Real-time storage tiering for real-world workloads: The ultimate guide

Application servers handle all operations that take place between users and a business’ backend applications. They are therefore mission critical to complex, transaction-based applications. But our data consumption has leapt from where it was several years ago.

Furthermore, many organisations hope to do much more with the data held on their servers; complex analytics for example. But there is a problem. The performance of many of today’s server-based applications is limited, not by a lack of technology, but by the relatively slow input and output (I/O) to disk storage.

A common way to mitigate this limitation and improve performance is to replicate active data from disks to higher-speed memory in a cache in servers and storage area networks (SANs).

This approach certainly can help, but it too has its limitations. Caching primarily accelerates reads, and the size of the cache is normally only a small fraction of the disk capacity available.

This makes it necessary to change the content constantly, heightening the risk that the algorithms employed to determine which content to cache may fail to deliver meaningful performance gains for critical applications.

Advances in technologies have created a new layer, or tier, of storage between cache memory and traditional hard disk drives: the solid-state drive (SSD). SSDs use high-speed flash memory and offer capacities on a par with those of hard disk drives (HDDs).

SSDs can be used either to produce a very large cache, which substantially improves “hit” rates, or to create a very fast and full tier of disk storage. Either way, the gain in performance can be significant for many applications.

The purpose of this article, intended for both business and technical decision-makers, is to describe the use of flash memory in SANs, in general, and how companies, such as Dot Hill Systems, have implemented SSDs in their next-generation SAN.

Storage tiering technology: in theory and in practice

Every application is limited to some extent and, as discussed above, sometimes significantly, by I/O to disk storage. Consider this: accessing data in the server’s memory typically takes just 10 nanoseconds, while accessing data on a hard disk drive takes about 10 milliseconds—a difference of 1,000,000 times or six orders of magnitude.

In between is solid state storage using flash memory with an I/O latency of 3 to 5 microseconds, making them 2000 to 3000 times faster than HDDs.
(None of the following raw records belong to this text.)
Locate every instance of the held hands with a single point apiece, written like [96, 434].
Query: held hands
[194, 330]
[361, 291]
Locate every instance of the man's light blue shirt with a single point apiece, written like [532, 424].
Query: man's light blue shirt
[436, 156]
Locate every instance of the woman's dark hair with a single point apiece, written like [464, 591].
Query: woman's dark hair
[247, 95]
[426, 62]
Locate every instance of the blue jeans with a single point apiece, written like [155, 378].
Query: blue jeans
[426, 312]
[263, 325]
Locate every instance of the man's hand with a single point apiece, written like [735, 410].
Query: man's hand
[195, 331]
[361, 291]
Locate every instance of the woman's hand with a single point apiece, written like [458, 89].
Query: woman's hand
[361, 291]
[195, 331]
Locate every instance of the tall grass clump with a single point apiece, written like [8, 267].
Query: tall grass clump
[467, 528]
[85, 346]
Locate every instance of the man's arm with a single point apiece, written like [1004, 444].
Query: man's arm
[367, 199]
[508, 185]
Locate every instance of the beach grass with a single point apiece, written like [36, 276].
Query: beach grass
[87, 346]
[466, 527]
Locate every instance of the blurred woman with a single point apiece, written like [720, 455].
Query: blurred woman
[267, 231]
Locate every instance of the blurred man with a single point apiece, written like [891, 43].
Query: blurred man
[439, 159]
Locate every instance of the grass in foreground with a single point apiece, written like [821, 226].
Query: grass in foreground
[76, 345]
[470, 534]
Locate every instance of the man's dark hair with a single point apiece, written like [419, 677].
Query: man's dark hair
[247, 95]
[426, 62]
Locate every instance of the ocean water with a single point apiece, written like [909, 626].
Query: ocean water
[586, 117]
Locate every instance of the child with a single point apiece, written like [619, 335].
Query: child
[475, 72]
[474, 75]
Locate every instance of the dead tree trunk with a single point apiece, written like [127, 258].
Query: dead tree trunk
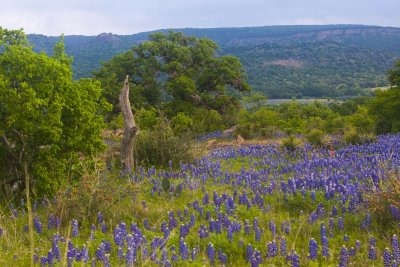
[130, 129]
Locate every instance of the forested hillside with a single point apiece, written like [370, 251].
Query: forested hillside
[281, 61]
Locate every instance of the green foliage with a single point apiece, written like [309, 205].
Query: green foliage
[318, 69]
[385, 106]
[12, 37]
[47, 120]
[352, 136]
[160, 146]
[343, 64]
[166, 184]
[290, 143]
[378, 201]
[147, 119]
[315, 137]
[181, 124]
[174, 67]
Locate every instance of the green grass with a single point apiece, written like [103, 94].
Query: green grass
[122, 201]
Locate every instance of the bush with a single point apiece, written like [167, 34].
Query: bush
[160, 146]
[245, 130]
[94, 192]
[290, 143]
[384, 202]
[315, 138]
[352, 136]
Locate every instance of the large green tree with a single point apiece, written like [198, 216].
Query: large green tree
[176, 69]
[48, 122]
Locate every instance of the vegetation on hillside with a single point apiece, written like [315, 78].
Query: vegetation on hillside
[329, 60]
[323, 191]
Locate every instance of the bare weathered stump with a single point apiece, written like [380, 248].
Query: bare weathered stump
[130, 129]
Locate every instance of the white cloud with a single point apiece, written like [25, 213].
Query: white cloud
[91, 17]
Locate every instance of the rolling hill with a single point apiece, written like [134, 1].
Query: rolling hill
[281, 61]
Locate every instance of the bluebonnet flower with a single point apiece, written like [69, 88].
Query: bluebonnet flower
[99, 217]
[343, 257]
[272, 249]
[295, 260]
[395, 248]
[222, 257]
[194, 254]
[256, 258]
[249, 252]
[352, 252]
[313, 249]
[75, 230]
[210, 253]
[283, 246]
[325, 248]
[345, 238]
[358, 244]
[183, 250]
[52, 222]
[372, 253]
[38, 225]
[395, 212]
[340, 223]
[103, 227]
[386, 258]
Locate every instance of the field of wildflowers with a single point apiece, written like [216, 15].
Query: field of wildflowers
[256, 205]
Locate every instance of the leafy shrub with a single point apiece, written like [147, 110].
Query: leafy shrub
[315, 137]
[384, 202]
[354, 137]
[246, 130]
[93, 193]
[159, 146]
[290, 143]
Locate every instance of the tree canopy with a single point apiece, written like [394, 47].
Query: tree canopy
[47, 120]
[176, 68]
[385, 106]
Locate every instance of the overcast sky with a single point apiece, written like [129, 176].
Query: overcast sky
[91, 17]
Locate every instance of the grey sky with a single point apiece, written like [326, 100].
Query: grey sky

The impact on performance of this large difference varies, depending on the application in question. I/O-intensive applications, especially those accessing information randomly in a database, experience the most adverse impact with HDDs. Read-intensive and computation-intensive applications and, especially those that access information sequentially, on the other hand, are generally the least impacted.

Most other applications fall somewhere in between, with a mix of random and sequential input (reads) from and outputs (writes) to disk storage.

The traditional measure of performance for transaction-oriented workloads is the number of I/Os per second, commonly referred to as IOPS. Over time, certain rules of thumb have evolved to estimate the number of IOPS needed for any given application. An example would be the number of IOPS per mailbox in an email application.

While this approach provides a top line figure, it completely misses the temporal dimension of performance, however, which is how the workload changes over time.

In any point in time, data generating the most I/Os represents the hot data on the server. Consider the case in which transactions generated by server applications are actually being generated by human interaction. This could be when, for instance, a Web server is responding to what is trending on the Internet, or when an email server is processing messages that are being sent and received.

As these examples demonstrate, the workload is not uniform across the entire data set. Rather, it is focused on a small, constantly changing subset of the larger data set. A storage tiering system capable of delivering a significant improvement in IOPS must, therefore, be able to adapt to these changing workloads in real-time.

Storage tiering holds the potential to improve performance for all applications by locating hot data – that which is needed by the applications currently running on the servers – in the fastest tier, consisting of solid state drives. The next tier consists of traditional hard disk drives, which are normally fast-spinning to deliver the best possible performance for this medium.

Some solutions offer a third tier for archiving infrequently used data on lower-cost, lower-performance (but often higher capacity) HDDs. The better solutions also include a memory-based cache, enable the storage tiers to be pooled and virtualised, and provide data protection with support for various RAID (Redundant Array of Independent Disks) configurations.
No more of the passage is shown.